O 12º Gyalwang Drukpa também treinou as monjas para se tornarem mestres de canto, uma posição antes reservada apenas para homens. Ele também deu a eles o mais alto nível de ensino, chamado Mahamudra, uma palavra sânscrita para “grande selo”, um sistema avançado de meditação.

As freiras se tornaram bem conhecidas tanto no Nepal de maioria hindu, que é cerca de 9% budista, quanto além das fronteiras do país.

Mas as mudanças para a seita não ocorreram sem intensa reação, e os budistas conservadores ameaçaram queimar os templos de Drukpa.

Durante suas viagens pelas encostas íngremes do convento ao mercado local, as freiras foram abusadas verbalmente por monges de outras seitas. Mas isso não os detém, dizem eles. Quando viajam, de cabeça raspada, em suas vans abertas, podem parecer soldados prontos para serem implantados na linha de frente e capazes de enfrentar qualquer preconceito.

O vasto campus da seita abriga 350 freiras, que vivem com patos, perus, cisnes, cabras, 20 cachorros, um cavalo e uma vaca, todos resgatados da faca de açougueiros ou das ruas. As mulheres trabalham como pintoras, artistas, encanadoras, jardineiras, eletricistas e pedreiras, além de administrarem uma biblioteca e um ambulatório para leigos.

“Quando as pessoas vêm ao mosteiro e nos veem trabalhando, começam a pensar que ser freira não é ser ‘inútil’”, disse Zekit Lhamo, 28, referindo-se a um insulto às vezes lançado contra as freiras. “Não estamos cuidando apenas de nossa religião, mas também da sociedade.”

Seu trabalho inspirou outras mulheres na capital do Nepal.

“Quando olho para eles, quero me tornar uma freira”, disse Ajali Shahi, estudante de pós-graduação da Universidade Tribhuvan, em Katmandu. “Eles parecem tão legais e você quer deixar tudo para trás.”

Todos os dias, o convento recebe pelo menos uma dúzia de pedidos de adesão à ordem de lugares tão distantes como México, Irlanda, Alemanha e Estados Unidos.

“Mas nem todo mundo pode fazer isso”, disse Jigme Yangchen Ghamo, uma freira. “Parece atraente por fora, mas por dentro é uma vida difícil.”

“Nossas vidas”, ela acrescentou, “são regidas por tantas regras que até mesmo ter um bolso nas vestes vem com restrições”.
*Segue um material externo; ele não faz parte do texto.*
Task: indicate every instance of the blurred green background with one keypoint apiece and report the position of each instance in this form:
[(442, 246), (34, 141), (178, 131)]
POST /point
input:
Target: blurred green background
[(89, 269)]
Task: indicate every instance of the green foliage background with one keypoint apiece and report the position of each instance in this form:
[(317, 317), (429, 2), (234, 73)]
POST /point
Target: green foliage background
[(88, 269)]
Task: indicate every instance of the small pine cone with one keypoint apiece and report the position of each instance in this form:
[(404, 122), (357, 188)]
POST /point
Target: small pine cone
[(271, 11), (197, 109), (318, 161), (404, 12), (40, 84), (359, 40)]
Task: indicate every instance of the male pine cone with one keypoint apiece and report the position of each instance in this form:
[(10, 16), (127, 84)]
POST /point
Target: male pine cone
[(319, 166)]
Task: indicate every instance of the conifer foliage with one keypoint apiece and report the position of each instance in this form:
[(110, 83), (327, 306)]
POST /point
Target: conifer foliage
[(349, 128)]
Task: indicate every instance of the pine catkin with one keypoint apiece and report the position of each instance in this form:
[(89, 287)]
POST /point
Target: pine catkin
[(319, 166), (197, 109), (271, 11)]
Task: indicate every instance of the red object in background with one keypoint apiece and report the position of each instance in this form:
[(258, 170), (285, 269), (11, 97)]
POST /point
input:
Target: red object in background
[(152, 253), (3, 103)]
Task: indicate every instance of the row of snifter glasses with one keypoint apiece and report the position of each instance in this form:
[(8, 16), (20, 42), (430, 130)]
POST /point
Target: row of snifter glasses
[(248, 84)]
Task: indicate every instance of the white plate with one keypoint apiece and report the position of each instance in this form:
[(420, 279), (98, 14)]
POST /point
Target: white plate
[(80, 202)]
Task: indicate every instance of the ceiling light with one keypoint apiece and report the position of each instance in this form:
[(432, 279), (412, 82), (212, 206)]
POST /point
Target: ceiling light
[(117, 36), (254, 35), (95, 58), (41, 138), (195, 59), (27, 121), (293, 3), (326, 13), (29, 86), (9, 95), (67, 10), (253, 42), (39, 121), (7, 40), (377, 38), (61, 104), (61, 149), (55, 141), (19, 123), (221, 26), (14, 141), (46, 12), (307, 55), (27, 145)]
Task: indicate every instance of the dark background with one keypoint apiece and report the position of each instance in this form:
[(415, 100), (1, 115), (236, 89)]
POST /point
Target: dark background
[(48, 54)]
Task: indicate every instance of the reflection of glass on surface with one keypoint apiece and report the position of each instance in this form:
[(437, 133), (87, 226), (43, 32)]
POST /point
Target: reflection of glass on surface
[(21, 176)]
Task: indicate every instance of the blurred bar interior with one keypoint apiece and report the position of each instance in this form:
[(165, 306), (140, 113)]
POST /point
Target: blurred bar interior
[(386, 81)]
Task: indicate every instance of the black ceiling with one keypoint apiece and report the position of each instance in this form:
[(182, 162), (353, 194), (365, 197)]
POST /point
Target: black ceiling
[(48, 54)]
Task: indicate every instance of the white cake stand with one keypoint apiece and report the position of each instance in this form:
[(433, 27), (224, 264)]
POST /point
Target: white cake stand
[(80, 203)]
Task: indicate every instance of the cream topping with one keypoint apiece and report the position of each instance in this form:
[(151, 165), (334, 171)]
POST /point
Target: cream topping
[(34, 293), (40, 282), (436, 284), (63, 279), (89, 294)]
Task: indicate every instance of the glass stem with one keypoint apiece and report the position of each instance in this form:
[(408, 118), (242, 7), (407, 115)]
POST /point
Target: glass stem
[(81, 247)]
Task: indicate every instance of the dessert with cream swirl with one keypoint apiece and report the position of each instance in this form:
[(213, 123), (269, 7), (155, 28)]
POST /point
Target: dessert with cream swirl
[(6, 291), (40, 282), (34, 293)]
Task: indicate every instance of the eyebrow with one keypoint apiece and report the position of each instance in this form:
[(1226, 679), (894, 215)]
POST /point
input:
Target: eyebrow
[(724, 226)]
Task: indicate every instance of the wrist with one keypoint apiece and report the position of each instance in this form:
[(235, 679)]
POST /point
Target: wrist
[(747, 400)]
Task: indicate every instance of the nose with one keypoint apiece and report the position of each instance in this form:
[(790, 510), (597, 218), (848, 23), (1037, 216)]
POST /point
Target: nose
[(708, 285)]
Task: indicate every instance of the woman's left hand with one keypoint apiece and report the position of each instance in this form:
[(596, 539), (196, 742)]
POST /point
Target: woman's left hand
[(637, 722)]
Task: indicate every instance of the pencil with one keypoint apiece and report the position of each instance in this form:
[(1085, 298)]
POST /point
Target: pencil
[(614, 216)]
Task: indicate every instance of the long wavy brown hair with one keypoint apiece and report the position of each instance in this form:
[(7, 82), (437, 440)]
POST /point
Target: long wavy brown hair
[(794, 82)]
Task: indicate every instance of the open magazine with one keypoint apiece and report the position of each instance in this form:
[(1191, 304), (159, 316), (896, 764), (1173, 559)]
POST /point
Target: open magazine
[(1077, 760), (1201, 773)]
Em um dia recente, as freiras acordaram às 3 da manhã e começaram a meditar em seus dormitórios. Antes do amanhecer, eles caminharam em direção ao templo principal, onde uma monja mestre de canto, Tsondus Chuskit, conduzia as orações. Sentadas de pernas cruzadas em bancos, as freiras percorreram o texto da oração em seus iPads, introduzidos para minimizar o uso de papel.

Então, em uníssono, eles começaram a cantar, e o templo de cores vivas se encheu com o som de tambores, buzinas e sinos.
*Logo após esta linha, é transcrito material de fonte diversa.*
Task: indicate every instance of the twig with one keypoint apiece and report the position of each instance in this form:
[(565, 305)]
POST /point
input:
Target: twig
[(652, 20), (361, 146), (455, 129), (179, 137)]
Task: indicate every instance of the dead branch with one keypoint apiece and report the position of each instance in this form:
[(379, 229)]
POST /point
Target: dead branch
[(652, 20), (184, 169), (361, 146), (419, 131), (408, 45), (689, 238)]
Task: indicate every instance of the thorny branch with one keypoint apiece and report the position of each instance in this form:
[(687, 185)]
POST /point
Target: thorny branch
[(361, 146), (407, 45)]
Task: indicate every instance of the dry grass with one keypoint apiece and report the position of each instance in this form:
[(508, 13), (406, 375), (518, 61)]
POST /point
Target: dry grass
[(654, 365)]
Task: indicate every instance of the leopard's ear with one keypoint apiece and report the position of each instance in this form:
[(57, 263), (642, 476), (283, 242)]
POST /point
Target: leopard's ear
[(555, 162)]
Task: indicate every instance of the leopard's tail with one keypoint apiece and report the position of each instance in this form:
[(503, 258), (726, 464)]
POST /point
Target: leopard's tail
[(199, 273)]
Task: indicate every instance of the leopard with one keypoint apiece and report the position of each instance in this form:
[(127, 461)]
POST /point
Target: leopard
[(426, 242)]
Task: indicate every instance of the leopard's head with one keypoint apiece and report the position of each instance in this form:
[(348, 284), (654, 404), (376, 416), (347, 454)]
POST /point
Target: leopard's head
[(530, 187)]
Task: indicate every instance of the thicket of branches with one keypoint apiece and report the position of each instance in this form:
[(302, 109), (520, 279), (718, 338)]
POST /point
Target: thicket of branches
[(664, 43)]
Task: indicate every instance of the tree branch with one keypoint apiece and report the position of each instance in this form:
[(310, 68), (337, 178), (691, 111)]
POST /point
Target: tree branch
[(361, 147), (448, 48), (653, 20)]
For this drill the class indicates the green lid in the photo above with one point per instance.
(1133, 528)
Depois das orações, as freiras se reuniram do lado de fora.

Jigmet Namdak Dolker tinha cerca de 12 anos quando notou um fluxo de freiras Drukpa passando pela casa de seu tio em Ladakh, na Índia. Filho adotivo, ela saiu correndo e começou a andar com eles.

Ela queria se tornar freira e implorou ao tio para deixá-la ingressar no convento de Drukpa, mas ele recusou.

Um dia, quatro anos depois, ela saiu de casa e se juntou a milhares de pessoas comemorando o aniversário de Jigme Pema Wangchen, o chefe da seita. Ela acabou indo para o convento e nunca mais voltou.

E como ela se sente depois de sete anos, seis dos quais passou praticando Kung Fu?

“Orgulhoso. Liberdade para fazer o que eu quiser”, disse ela, “e tão forte por dentro que posso fazer qualquer coisa”.

Bhadra Sharma contribuindo com relatórios.